Supplier shall ensure that the subcontractors comply with the confidentiality, data security and other obligations specified in this DPA. Supplier is fully liable for the performance of the subcontractor’s obligations.
Supplier shall inform Customer of possible forthcoming changes regarding the subcontractors in which case Customer may object to such change by notifying Supplier within five (5) days of such notice. Customer may not object to the changes without a grounded reason.

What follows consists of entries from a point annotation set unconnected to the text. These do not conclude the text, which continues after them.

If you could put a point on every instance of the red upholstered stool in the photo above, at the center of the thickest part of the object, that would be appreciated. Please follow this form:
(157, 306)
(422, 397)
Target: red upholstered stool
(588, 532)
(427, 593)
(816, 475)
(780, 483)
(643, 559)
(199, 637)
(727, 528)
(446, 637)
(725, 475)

At any time during the term of this DPA, Customer or a recognised, independent third party auditor appointed by Customer with proven experience and procedures shall have the right to perform audits and inspections of Supplier in order to verify compliance of Supplier with this DPA and especially with the technical and organizational security measures required to be implemented. Supplier shall have the right not to accept a specific third party if the third party is a competitor of Supplier.
Customer shall give a prior written notice to Supplier at latest sixty (60) calendar days prior to any audit. Audits shall be organized during Supplier’s normal working hours. Supplier shall assist Customer in the execution of an audit and charge such assistance in accordance with the pricing and payment terms defined in the Agreement.
If an essential error is discovered in an audit caused by the Supplier, Supplier shall be responsible for the own direct costs arising from the audit required to identify and fix the error. No indirect costs shall be compensated. At most one (1) audit per year may be conducted.
The assistance performed by Supplier under this DPA shall be charged in accordance with the pricing and payment terms in the Agreement.
10 APPLICABLE LAW AND DISPUTE RESOLUTION
This DPA shall be governed by the laws of Finland without regard to its principles and rules on conflict of laws and shall be subject to dispute resolution in accordance with the Agreement.
11 TERM AND AMENDMENTS
This DPA shall become effective when Customer confirmed acceptance of this DPA in writing or the Parties otherwise agreed to the terms of this DPA. This DPA shall automatically terminate upon termination of the applicable purpose of processing of Personal Data under the Agreement.
The GDPR shall be applied since 25 May 2018. When the GDPR has been implemented into national legislation or if binding instructions are given by any supervisory authority, this DPA might need to be updated, if so mutually agreed between the Parties.